I have converted raw file to mzML using yours MSconvert and ThermoRawFileParser. In both of them the unit of MS1 intensities is 'number of detector counts' which is defined as "The number of counted events observed in one or a group of elements of a detector." (defined here https://raw.githubusercontent.com/HUPO-PSI/psi-ms-CV/master/psi-ms.obo ) From that name and definition I would suspect that it is not yet divided by the fill time, especially when there can be unit 'counts per second'.

These intensities are proportional to what i get from skyline report when i export: "Results!*.Value.Chromatogram.RawData.Intensities"

When i integrate them in the most naive way i get area similar to area in skyline report. On the other hand if i first divide them by fill time and then integrate i get area that is roughly 2 orders of magnitude higher.

That is why i assumed that you are using not normalised values. Can you please shed some light on this?

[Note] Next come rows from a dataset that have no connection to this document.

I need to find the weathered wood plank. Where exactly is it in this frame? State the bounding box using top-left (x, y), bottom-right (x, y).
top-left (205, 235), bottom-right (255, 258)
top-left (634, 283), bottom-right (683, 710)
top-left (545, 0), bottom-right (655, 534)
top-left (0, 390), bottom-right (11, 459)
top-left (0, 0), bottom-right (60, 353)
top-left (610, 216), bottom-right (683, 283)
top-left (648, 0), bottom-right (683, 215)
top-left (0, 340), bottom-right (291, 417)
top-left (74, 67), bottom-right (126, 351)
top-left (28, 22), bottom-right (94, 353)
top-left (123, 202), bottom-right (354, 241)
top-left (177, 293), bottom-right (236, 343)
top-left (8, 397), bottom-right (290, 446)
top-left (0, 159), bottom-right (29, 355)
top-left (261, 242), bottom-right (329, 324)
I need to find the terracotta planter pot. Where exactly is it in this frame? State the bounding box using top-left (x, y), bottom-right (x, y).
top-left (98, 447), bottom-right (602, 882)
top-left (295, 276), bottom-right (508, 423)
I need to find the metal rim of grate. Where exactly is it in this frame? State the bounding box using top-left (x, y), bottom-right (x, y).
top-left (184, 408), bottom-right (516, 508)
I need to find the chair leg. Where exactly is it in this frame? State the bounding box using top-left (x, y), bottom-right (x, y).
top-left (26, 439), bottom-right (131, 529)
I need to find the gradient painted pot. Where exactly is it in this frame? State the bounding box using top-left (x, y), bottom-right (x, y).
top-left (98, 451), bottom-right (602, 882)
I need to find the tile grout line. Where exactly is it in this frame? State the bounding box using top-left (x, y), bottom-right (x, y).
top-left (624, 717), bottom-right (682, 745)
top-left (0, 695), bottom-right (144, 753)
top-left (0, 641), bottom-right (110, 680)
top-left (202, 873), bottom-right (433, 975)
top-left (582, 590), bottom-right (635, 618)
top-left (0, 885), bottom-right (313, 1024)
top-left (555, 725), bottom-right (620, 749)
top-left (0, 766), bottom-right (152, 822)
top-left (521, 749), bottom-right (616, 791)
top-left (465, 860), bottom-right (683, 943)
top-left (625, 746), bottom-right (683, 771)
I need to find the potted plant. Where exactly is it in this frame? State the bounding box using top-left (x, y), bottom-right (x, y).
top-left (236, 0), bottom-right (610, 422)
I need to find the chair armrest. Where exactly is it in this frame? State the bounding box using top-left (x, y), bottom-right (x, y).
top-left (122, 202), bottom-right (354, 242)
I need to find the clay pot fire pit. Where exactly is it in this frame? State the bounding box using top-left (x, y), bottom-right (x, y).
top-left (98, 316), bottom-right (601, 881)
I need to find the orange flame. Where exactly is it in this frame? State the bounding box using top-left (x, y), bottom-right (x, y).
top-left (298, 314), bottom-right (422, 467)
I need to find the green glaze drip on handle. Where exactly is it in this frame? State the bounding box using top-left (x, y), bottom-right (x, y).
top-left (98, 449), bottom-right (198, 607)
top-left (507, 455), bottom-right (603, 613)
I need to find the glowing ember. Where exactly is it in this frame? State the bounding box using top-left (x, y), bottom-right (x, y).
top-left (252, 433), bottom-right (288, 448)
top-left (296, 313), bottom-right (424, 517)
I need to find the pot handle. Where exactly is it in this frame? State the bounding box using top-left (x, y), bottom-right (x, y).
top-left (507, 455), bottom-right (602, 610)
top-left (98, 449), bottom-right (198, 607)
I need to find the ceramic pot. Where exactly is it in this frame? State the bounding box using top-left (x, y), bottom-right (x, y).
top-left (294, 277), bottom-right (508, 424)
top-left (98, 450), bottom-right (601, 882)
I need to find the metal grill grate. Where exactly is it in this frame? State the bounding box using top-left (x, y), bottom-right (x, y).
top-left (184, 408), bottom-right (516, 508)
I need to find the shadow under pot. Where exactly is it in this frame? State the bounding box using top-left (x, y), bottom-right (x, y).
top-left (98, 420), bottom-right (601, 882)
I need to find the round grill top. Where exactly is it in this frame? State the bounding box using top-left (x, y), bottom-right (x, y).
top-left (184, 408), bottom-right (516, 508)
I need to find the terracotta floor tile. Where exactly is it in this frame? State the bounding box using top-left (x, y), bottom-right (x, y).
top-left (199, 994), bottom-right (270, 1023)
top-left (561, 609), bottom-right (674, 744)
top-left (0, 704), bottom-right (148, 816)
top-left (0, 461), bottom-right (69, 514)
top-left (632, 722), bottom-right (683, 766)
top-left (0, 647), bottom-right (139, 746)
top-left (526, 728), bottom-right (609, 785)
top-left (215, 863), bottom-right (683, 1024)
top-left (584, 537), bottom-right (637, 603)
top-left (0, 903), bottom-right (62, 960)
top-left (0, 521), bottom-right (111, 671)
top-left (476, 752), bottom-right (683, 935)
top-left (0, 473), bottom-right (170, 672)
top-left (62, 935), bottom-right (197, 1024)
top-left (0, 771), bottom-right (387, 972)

Is the unit in mzML wrong? or is my understanding of the unit incorrect?

[chambm]

ProteoWizard uses number of detector counts when it's not clear what other term we should be using. Thermo intensities have not been pure counts or voltages for a long time AFAIK: they are always normalized somehow just like their collision energy. So basically they are "arbitrary/proprietary units". The precursor intensity that comes directly from ProteoWizard (in the mzML) is a very rough estimate. It's not integrated over time, it is just summing up the data points in the isolation window for the one scan that triggered the MSn. Don't use it for any serious quantitation.

[martinPasen]

Clearly I am out of my depth here. I believe I understand where I was doing a mistake (dividing intensities by injection duration for the second time). Thank you for the responses :) If that is ok i will close this thread.